A few years ago, we ran a series of blog posts on project triage, diagnosis and rescue:
In much of our work since then, we have been working with organizations that struggle with performing meaningful project interventions to align their project portfolio with sudden shifts in business strategy, or to support their underlying corporate culture as it shifts toward more rapid innovation, originality, adaptability, engagement, collaboration and efficacy.
In such fluid business environments, our original medical metaphor doesn’t fully apply; triage and diagnosis were performed from a perspective of project internals. In today’s world, the old project success indicators can be very much out of sync with the business. If IT projects, the project portfolio, and a PMO are not accountable in terms of their value to the business, it’s time to change the ways we think and talk about projects, and begin to define new KPI’s for success.
- First of all, let’s stop using the term scope creep. To deliver business value, the project organization must be agile enough to rapidly address scope fluidity. Would it make more sense to measure how quickly a project team can replan/re-estimate a shift in scope?
- Quality metrics may also need to fall by the wayside. Is the current release good enough to push into production with defects noted, and expectations managed–think of the release as a minimum viable product, like lean startups do?
- In rapidly changing businesses, it’s very difficult to plan out a 12 month milestone plan for IT projects. It makes more sense to define a backlog of objectives at the beginning of the planning phase, and perform rolling prioritization, with the complete expectation that the prioritization will change at multiple points during the coming year. In such an environment, how meaningful is it to judge project success against the old notion of “on time”?

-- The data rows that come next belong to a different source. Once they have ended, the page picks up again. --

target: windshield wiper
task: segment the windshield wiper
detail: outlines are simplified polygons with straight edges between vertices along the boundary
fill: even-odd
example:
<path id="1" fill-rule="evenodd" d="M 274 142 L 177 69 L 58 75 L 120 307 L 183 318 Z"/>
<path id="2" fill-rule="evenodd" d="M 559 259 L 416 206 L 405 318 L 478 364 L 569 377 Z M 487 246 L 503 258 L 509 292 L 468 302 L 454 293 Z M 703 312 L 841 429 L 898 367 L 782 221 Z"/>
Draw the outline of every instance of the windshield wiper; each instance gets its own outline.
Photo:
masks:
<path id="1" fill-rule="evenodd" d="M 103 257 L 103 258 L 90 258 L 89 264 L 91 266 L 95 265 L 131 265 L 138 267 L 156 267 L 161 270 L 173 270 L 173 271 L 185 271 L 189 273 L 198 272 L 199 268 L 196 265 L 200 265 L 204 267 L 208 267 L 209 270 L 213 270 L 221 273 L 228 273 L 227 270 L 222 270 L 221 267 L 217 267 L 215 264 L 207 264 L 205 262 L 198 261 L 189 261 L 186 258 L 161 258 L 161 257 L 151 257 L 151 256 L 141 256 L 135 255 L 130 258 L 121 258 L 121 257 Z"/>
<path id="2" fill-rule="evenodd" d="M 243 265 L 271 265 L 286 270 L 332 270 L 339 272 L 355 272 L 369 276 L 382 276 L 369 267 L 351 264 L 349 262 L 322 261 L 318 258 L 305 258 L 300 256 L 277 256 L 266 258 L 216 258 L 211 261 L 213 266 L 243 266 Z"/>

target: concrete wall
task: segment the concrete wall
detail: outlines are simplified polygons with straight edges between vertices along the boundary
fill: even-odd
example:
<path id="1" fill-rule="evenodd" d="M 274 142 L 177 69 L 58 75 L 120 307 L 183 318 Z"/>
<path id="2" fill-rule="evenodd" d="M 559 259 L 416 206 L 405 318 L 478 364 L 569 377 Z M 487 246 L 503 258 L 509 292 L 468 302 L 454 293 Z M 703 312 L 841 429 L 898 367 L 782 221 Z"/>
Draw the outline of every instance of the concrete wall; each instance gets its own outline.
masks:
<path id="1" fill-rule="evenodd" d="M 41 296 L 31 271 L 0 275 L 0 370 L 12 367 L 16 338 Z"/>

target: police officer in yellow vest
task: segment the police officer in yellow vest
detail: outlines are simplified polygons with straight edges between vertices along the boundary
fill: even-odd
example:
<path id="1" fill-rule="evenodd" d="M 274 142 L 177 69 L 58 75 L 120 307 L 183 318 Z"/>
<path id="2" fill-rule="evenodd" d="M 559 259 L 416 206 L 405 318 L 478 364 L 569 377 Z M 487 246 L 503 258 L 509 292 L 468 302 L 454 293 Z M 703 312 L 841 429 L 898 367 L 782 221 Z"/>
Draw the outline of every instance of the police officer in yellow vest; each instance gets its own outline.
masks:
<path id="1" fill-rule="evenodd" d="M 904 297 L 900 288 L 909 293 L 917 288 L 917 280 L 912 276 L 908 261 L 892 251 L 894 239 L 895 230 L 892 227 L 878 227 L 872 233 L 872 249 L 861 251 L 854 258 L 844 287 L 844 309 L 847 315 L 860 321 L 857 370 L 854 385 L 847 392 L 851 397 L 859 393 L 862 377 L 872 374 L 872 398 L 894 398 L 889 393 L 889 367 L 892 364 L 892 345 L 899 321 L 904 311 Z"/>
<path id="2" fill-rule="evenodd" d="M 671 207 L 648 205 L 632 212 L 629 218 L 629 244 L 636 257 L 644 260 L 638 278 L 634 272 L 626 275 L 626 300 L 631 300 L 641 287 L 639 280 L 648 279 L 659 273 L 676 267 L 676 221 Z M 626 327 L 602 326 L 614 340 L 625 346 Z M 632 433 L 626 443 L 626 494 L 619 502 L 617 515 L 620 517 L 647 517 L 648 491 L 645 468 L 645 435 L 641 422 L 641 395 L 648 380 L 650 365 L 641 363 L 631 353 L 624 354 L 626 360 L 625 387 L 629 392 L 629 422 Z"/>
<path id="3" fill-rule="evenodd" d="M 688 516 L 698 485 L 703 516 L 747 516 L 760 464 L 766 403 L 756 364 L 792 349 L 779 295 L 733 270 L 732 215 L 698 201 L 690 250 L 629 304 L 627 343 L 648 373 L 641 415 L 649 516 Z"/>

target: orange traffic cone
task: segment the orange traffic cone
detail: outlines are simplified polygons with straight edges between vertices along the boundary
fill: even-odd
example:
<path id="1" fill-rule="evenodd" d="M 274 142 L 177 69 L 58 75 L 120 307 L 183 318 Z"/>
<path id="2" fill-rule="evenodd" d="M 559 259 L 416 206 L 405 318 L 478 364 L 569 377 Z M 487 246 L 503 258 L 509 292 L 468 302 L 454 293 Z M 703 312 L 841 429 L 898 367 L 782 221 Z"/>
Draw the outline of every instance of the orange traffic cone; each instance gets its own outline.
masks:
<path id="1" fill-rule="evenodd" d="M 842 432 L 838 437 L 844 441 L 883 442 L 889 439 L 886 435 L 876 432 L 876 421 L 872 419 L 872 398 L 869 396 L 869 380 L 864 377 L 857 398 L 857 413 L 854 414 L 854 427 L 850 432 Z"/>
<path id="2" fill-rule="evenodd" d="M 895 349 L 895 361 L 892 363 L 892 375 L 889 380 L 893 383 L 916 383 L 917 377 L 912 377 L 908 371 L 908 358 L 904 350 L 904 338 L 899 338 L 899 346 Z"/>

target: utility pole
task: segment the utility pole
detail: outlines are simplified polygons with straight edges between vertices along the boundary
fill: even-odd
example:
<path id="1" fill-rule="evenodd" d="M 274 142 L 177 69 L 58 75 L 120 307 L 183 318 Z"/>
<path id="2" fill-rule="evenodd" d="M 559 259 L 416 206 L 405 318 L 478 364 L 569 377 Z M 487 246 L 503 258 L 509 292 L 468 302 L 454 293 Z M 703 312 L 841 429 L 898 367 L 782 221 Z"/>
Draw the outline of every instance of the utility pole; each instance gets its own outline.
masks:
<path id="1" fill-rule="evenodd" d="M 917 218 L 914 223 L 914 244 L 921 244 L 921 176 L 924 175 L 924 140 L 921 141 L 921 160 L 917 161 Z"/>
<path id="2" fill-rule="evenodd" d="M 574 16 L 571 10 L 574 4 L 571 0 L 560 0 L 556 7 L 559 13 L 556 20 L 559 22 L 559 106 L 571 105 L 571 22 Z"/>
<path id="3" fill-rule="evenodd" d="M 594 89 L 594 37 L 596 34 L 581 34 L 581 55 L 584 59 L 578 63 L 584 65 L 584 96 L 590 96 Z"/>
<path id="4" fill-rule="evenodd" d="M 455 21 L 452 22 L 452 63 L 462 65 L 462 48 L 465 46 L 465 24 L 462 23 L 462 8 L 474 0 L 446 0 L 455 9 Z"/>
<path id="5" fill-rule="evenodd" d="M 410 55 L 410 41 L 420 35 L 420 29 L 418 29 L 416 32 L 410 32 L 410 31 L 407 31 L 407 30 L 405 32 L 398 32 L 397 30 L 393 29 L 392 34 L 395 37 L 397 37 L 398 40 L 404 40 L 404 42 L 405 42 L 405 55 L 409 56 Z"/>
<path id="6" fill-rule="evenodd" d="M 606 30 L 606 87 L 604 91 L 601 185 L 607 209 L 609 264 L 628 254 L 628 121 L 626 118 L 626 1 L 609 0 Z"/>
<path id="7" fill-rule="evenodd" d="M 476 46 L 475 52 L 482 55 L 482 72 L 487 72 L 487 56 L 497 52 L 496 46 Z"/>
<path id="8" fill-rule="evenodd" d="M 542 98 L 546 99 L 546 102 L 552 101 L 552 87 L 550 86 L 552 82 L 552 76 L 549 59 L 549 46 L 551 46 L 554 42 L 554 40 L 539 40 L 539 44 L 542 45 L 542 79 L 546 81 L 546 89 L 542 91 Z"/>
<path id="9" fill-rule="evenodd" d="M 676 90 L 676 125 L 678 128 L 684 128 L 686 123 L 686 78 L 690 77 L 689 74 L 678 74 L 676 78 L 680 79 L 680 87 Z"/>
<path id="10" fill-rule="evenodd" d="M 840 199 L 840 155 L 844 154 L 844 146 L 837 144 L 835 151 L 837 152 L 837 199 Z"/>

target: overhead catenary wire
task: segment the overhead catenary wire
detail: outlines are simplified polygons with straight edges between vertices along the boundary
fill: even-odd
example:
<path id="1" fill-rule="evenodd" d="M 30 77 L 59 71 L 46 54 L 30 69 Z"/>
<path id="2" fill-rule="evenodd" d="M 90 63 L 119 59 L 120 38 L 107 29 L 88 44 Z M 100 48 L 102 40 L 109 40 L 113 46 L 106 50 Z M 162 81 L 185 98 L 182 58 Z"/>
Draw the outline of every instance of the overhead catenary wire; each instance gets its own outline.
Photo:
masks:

In the context of all of this change, it is no longer reasonable to judge projects based on their internal conditions. The measures of project success in today’s world lie in the greater business context.

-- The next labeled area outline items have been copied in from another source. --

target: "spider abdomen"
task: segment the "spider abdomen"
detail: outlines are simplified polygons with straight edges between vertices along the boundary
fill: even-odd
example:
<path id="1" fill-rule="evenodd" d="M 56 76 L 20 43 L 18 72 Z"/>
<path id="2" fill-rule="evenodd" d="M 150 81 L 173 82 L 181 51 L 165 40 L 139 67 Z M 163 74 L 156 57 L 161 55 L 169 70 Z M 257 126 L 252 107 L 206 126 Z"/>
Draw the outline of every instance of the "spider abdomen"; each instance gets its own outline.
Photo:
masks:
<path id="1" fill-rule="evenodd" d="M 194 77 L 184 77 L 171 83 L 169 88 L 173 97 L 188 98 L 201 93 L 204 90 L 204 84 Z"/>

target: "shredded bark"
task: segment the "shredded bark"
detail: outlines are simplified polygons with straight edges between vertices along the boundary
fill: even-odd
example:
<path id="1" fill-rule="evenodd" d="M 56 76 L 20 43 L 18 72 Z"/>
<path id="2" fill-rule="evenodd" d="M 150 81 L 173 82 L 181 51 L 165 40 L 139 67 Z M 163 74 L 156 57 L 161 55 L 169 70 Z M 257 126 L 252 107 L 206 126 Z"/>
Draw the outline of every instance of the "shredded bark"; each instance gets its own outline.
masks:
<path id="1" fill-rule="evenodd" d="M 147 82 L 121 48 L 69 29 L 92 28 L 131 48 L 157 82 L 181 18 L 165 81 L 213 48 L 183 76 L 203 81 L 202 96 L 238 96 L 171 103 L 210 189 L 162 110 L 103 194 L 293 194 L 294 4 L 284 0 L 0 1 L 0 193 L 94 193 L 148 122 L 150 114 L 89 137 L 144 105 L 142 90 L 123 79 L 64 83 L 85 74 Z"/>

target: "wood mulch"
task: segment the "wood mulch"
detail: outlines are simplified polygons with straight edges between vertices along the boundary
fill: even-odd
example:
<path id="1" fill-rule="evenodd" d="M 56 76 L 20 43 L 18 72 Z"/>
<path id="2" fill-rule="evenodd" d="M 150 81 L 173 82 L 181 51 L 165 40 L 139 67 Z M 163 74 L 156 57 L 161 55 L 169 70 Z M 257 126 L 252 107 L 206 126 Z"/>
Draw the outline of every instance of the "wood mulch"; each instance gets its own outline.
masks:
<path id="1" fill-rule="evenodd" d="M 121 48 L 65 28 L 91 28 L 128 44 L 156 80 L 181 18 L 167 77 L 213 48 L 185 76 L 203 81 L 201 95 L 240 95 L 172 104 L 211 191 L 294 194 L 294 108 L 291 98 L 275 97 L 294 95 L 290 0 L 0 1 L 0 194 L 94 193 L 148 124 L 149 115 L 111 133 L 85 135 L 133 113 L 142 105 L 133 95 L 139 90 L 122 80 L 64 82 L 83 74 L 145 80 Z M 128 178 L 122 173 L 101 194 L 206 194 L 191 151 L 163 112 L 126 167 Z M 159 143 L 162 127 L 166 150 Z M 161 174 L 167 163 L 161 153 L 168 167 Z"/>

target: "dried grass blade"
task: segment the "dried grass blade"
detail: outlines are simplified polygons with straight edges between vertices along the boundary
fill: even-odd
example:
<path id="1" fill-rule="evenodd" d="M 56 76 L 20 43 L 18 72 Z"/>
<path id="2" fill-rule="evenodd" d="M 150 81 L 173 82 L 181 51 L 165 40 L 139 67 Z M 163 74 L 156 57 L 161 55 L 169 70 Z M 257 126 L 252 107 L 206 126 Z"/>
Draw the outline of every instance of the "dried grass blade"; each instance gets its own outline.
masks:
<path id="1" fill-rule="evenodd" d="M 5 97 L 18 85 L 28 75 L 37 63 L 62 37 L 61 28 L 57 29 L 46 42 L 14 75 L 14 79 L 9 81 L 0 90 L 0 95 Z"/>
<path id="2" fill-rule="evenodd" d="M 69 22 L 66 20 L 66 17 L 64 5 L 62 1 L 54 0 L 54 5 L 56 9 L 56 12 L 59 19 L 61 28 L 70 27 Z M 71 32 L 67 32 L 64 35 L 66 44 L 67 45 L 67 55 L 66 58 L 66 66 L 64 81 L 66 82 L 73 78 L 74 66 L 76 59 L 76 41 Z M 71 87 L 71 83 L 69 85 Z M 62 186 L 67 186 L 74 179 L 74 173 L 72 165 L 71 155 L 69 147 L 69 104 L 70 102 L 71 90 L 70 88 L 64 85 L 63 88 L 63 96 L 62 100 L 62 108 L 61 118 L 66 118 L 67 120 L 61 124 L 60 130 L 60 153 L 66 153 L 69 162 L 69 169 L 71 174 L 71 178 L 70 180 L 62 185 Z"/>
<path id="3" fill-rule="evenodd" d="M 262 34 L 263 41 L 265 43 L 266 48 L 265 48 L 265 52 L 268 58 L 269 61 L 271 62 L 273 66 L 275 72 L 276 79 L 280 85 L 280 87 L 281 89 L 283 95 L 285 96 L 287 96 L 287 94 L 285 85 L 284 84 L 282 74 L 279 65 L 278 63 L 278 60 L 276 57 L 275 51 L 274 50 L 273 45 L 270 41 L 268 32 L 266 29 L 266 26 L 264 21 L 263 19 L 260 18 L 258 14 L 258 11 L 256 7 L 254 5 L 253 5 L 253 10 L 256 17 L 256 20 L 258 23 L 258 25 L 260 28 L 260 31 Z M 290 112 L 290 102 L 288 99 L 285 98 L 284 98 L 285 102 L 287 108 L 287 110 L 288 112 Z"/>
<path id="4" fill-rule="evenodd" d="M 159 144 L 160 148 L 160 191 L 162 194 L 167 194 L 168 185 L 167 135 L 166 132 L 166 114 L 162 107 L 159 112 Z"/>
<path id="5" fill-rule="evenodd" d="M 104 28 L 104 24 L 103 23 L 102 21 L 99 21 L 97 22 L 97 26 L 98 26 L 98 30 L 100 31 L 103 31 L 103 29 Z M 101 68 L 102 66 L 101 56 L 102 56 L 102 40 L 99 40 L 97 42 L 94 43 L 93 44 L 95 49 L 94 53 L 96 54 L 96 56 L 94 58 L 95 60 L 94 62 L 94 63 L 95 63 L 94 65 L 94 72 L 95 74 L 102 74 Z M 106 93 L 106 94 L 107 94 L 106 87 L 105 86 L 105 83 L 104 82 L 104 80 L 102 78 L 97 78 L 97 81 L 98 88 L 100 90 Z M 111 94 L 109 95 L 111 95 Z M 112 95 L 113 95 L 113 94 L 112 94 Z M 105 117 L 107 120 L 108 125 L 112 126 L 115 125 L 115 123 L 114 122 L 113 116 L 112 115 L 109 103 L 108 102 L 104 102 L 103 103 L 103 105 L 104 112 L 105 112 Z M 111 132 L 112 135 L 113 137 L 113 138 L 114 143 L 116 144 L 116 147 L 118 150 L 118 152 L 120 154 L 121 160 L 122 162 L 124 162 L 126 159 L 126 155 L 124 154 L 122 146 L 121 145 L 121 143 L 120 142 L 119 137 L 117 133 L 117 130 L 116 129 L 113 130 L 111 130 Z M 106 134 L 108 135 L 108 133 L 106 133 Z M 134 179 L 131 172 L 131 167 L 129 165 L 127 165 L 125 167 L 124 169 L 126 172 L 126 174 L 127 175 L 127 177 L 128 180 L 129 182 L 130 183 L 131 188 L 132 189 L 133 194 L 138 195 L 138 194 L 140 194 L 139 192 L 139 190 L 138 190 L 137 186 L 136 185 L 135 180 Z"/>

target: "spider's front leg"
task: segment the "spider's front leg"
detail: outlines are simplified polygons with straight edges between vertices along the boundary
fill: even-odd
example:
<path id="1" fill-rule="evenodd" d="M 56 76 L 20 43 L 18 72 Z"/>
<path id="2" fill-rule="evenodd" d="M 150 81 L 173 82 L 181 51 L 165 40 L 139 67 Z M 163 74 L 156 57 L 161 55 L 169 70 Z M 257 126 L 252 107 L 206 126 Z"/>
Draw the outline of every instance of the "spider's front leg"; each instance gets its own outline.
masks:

- Has the project or project portfolio enabled the business to respond to threats and opportunities more rapidly?
- Has it increased our innovation speed?
- Even if the application is buggy, has it improved overall efficiency, enhanced the quality of goods and services, reduced operating costs, or improved the business’ relationship to its customers?
While these questions have answers that are less quantifiable, they are certainly more meaningful in today’s business context. How is your business evaluating project success these days?